3/12/2009 12:38:04 PM

With that really depressing thought in mind, some days I wonder if the best we can realistically do is to accept an unethical, inhumane, and fundamenatally unsustainable industry and regulate it-- like this-- heavily and watch it constantly, basically like the criminal it is. I know I'm in a bitter and cynical mood today, and that nothing good is going to come from my hands. Otherwise, I wouldn't be sitting here. But those statements are facts, realities that have to be dealt with, even if the attitude that "this is the best we can do, so deal with it" is not.
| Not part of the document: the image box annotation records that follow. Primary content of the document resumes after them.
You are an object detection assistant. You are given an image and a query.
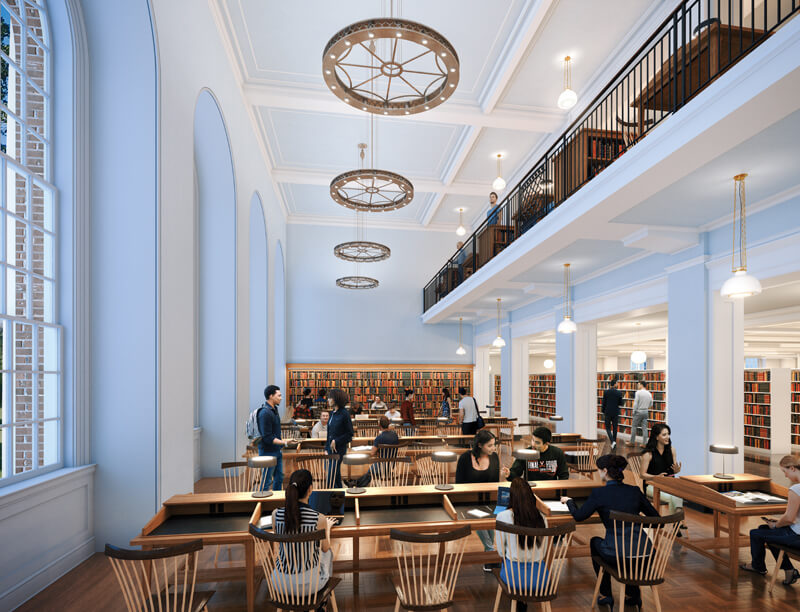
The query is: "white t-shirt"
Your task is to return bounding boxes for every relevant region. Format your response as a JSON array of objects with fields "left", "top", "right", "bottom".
[
  {"left": 789, "top": 483, "right": 800, "bottom": 535},
  {"left": 458, "top": 396, "right": 478, "bottom": 423},
  {"left": 494, "top": 508, "right": 547, "bottom": 563}
]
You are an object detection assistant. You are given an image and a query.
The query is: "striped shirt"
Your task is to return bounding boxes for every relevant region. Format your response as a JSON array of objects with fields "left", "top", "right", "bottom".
[{"left": 273, "top": 502, "right": 320, "bottom": 574}]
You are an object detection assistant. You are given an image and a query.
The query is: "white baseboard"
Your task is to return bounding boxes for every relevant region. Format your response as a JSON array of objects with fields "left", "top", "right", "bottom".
[{"left": 0, "top": 537, "right": 94, "bottom": 610}]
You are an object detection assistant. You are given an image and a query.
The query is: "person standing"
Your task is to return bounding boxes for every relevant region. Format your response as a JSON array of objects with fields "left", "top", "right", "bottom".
[
  {"left": 602, "top": 375, "right": 625, "bottom": 450},
  {"left": 400, "top": 389, "right": 417, "bottom": 436},
  {"left": 258, "top": 385, "right": 292, "bottom": 491},
  {"left": 325, "top": 389, "right": 353, "bottom": 488},
  {"left": 456, "top": 429, "right": 508, "bottom": 572},
  {"left": 311, "top": 410, "right": 331, "bottom": 440},
  {"left": 458, "top": 387, "right": 478, "bottom": 436},
  {"left": 506, "top": 427, "right": 569, "bottom": 480},
  {"left": 628, "top": 379, "right": 653, "bottom": 446},
  {"left": 439, "top": 389, "right": 453, "bottom": 421},
  {"left": 561, "top": 455, "right": 658, "bottom": 610}
]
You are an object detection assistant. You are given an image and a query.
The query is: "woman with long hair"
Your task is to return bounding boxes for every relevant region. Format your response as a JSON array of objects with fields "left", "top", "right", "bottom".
[
  {"left": 456, "top": 429, "right": 508, "bottom": 572},
  {"left": 642, "top": 423, "right": 683, "bottom": 512},
  {"left": 561, "top": 455, "right": 658, "bottom": 609},
  {"left": 272, "top": 470, "right": 336, "bottom": 592},
  {"left": 325, "top": 389, "right": 353, "bottom": 488},
  {"left": 740, "top": 455, "right": 800, "bottom": 586},
  {"left": 495, "top": 477, "right": 548, "bottom": 612}
]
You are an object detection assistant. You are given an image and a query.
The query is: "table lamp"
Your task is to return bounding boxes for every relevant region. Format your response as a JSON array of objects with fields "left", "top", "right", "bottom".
[
  {"left": 708, "top": 444, "right": 739, "bottom": 480},
  {"left": 511, "top": 448, "right": 539, "bottom": 487},
  {"left": 247, "top": 455, "right": 278, "bottom": 498},
  {"left": 342, "top": 453, "right": 372, "bottom": 495},
  {"left": 431, "top": 451, "right": 458, "bottom": 491}
]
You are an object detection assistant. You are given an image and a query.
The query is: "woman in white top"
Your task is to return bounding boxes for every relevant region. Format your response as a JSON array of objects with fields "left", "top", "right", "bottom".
[
  {"left": 494, "top": 477, "right": 548, "bottom": 612},
  {"left": 458, "top": 387, "right": 478, "bottom": 436},
  {"left": 740, "top": 455, "right": 800, "bottom": 585}
]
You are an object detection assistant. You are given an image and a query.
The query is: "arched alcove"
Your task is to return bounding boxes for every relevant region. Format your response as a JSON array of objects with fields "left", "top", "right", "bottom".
[
  {"left": 248, "top": 193, "right": 269, "bottom": 420},
  {"left": 273, "top": 242, "right": 288, "bottom": 414},
  {"left": 194, "top": 90, "right": 237, "bottom": 477}
]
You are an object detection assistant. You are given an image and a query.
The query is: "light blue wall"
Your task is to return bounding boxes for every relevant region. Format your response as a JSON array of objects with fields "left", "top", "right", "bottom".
[
  {"left": 287, "top": 225, "right": 472, "bottom": 364},
  {"left": 83, "top": 0, "right": 158, "bottom": 547}
]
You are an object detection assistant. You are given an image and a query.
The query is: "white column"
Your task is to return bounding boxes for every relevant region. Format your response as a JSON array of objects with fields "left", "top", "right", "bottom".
[
  {"left": 565, "top": 323, "right": 597, "bottom": 439},
  {"left": 503, "top": 336, "right": 530, "bottom": 431},
  {"left": 708, "top": 291, "right": 744, "bottom": 473}
]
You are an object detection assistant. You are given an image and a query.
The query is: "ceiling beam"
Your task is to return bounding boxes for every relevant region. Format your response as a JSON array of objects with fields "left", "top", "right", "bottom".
[
  {"left": 480, "top": 0, "right": 566, "bottom": 113},
  {"left": 242, "top": 82, "right": 564, "bottom": 133},
  {"left": 272, "top": 168, "right": 486, "bottom": 196}
]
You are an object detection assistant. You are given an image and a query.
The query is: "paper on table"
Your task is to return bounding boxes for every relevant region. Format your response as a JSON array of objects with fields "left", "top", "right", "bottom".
[{"left": 542, "top": 501, "right": 569, "bottom": 513}]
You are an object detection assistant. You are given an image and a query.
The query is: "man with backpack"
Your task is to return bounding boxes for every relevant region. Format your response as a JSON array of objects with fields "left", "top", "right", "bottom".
[{"left": 247, "top": 385, "right": 292, "bottom": 491}]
The next round of disease, and the next, and the next, will bring with it demands that NAIS and et cetera be made mandatory. Eventually those demands will be listened to (and frankly it wouldn't surprise me if "outbreaks" of food-borne illnesses aren't planned for exactly that reason, for the purpose of destroying small competitors and choking out change at the grass-roots level). Write your representative... ...and then get busy doing something useful, like thinking of useful-idiot-proof ways to change current attitudes and behaviors (most of which are stupid, and deeply enculturated, enough to make a conspiracy theorist out of me).

3/12/2009 12:29:57 PM

I'd tend to agree that it would be better, far better, to simply virtually dismantle the factory farm system and revert to local production and processing. But-- is that ever going to be allowed to happen??? We all know who (or what) makes the decisions. There is a great deal of money in the factory agriculture lobby; it is going to end up making a great many of the decisions about agricultural policy. Period. If popular pressure really matters, we can get out the word and stop this mess. Unfortuantely, I suggest that what really matters is $$$$-- both to the McLeadership that is hooked on lobbyists' dollars and to the average American who cannot-- and probably will not-- fathom any other method of putting meat on the table other than the meat case at WalMart (and, having budgeted no more than about 12% of income for food because they were taught to do so, would, at the end of the day, rather have the illusion that the relatively cheap factory burger is safe than pay twice as much for the "same" product produced in a manner that is both safer and more sustainable).